Plog at pitch.com: Killa City
A few weeks ago, I remember reading a story about several people being shot behind a business in Westport. In the same issue of the online Star, I read about how a DUI checkpoint had yielded, I think, eight arrests. The article didn't mention how many people were stopped to arrive at those eight arrests. A few years ago, Candy Lightner, the founder of Mothers Against Drunk Driving, resigned from the MADD board because the continued lowering of the illegal blood-alcohol content had made the drunk-driving laws more about revenue streams for local law-enforcement entities than about stopping the most dangerous drunk drivers. Would a more effective use of law enforcement be to work to lower the homicide rate? I guess the answer depends on where you live.
Rich Hill, Missouri
Sorry, but I am unmoved by all the good deeds that Dennis Skillicorn did while on death row. Skillicorn was involved in a series of crimes that took the lives of four innocent people, all because he wanted to get high. Like most other inmates on death row, Skillicorn probably deserves his fate. I am also unmoved by a lot of the "big picture" arguments against capital punishment, such as the socioeconomic and/or racial inequity of it, the prohibitively high cost, or even the possibility that we might execute an innocent person. The only argument against the death penalty that trips me up is the argument that we, as a society, should not kill other human beings as part of our criminal justice system. I don't think Dennis Skillicorn or anyone else should be executed in this country, but I won't shed a tear or light a candle for him or any of the other dirtbags currently sweating on death row.
Stephen M. Smith
Kansas City, Kansas
Barely two years ago, Jay Nixon, as attorney general, called for execution dates to be set for 12 death-row inmates. Dennis Skillicorn was among these 12 men.

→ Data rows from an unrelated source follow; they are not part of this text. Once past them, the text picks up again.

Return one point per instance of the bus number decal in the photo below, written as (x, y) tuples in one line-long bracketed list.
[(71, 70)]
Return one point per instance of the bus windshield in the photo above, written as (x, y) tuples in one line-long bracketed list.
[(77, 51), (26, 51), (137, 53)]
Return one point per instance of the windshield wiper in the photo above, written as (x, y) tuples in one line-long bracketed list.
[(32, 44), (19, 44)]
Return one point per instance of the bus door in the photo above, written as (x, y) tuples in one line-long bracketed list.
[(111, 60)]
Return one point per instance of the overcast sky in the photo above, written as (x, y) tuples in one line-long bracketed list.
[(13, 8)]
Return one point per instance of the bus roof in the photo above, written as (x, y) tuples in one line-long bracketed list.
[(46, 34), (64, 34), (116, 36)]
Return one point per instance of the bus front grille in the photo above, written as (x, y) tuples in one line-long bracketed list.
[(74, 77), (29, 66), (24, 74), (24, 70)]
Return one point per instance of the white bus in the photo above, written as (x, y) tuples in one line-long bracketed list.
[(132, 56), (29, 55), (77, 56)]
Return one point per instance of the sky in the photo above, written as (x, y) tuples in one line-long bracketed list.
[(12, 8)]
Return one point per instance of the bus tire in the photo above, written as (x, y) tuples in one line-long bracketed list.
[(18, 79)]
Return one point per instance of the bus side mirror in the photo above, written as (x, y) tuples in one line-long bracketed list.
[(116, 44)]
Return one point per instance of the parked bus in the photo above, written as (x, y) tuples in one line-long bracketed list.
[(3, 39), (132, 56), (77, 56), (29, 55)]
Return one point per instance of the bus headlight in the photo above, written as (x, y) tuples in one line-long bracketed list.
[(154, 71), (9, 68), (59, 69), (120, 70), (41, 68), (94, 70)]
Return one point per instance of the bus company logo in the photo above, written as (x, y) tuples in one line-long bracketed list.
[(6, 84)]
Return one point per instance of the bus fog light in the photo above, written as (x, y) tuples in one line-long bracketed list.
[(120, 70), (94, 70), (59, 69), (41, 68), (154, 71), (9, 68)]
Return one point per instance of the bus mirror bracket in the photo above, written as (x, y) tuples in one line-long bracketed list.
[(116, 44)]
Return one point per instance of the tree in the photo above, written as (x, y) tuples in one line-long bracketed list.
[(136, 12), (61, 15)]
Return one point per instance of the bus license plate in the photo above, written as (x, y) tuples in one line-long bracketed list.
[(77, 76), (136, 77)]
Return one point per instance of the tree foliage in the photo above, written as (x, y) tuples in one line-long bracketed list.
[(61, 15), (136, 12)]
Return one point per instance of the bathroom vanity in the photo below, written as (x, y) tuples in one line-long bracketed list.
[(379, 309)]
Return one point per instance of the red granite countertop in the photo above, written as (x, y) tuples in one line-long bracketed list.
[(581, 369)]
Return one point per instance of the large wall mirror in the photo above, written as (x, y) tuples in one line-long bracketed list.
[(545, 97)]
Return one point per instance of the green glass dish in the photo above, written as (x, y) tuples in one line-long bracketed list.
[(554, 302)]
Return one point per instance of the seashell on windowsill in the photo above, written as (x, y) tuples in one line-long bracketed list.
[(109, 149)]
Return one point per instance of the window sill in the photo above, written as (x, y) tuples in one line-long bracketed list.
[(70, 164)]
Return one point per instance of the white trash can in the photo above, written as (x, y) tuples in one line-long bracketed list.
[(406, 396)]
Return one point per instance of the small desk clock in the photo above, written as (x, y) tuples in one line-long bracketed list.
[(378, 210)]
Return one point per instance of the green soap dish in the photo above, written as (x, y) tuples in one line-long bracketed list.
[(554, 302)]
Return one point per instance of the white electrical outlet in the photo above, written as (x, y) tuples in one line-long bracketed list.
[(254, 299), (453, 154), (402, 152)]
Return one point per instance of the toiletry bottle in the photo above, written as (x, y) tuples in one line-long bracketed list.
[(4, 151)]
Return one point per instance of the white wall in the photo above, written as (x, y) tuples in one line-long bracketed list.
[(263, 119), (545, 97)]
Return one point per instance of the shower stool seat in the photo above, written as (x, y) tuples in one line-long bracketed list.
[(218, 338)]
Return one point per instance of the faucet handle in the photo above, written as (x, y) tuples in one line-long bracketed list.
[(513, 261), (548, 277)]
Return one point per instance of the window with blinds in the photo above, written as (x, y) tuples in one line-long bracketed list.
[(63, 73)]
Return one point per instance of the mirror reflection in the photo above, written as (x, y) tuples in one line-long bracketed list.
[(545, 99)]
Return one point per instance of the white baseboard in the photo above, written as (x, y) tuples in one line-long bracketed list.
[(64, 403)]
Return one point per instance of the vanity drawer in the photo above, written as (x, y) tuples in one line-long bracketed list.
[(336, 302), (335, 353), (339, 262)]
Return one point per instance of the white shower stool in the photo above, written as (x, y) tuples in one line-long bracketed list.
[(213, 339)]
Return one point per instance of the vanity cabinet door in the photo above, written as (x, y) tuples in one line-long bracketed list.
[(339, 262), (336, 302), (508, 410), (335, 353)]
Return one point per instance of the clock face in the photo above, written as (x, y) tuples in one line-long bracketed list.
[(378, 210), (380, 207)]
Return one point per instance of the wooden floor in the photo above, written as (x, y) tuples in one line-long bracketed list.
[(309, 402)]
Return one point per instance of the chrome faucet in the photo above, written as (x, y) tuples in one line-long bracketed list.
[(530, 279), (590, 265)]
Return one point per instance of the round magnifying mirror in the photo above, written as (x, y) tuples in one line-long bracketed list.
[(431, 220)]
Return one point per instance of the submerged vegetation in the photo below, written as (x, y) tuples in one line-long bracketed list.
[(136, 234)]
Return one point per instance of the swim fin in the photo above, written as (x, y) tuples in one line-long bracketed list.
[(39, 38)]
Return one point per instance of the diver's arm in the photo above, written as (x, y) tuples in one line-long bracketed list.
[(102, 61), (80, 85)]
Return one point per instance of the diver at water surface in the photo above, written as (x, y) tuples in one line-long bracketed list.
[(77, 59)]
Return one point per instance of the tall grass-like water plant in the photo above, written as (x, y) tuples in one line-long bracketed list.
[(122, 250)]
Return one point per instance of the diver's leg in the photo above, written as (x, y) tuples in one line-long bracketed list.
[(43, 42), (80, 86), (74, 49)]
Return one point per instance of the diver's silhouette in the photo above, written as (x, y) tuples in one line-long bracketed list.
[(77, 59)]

Jay Nixon becomes governor, and Skillicorn's supporters are forced to raise what some term "frivolous" appeals to try to save his life. Among these is the claim that Nixon, because of his previous position as attorney general, should not be the one whom they approach for clemency. This seems logical — a change of position and status is not going to cause the man to change his perspective; it will just give him a better position to abuse the system. I don't think anyone with half a modicum of sense in their head was ever foolish enough to believe that clemency was going to happen. Not for Skillicorn or any of the others that follow.
There was an outcry at Skillicorn's execution, and Kenneth Baumruk's set execution date isn't close enough to remove that attention.
So, what does Missouri do? Sets another execution date for an inmate on June 17, and one who has an appeal pending, no less. Practically guaranteed to draw media attention, raise legal motions (all at the Missouri taxpayers' expense) — and hopefully take some of the focus off Skillicorn.
Then, not content with abusing their own legal procedures and incurring more costs for Missouri taxpayers, the governor's office has the arrogance to ignore the legal process of informing Skillicorn's lawyer that his petition for clemency had been denied. Not only a legal process but what should also be, at the very least, a professional courtesy.
Missouri is starting to look dirty.
I was looking at the cover of The Pitch and noticed the words Cowtown Ballroom. Jason Harper's column brought back so many great memories! I remember going to see my first live concert there: Badfinger. It was amazing! I also saw Black Oak Arkansas, Frank Zappa and the Mothers of Invention, as well as other bands that were opening for them. These bands were amazing to see live — it was totally awesome, to say the least.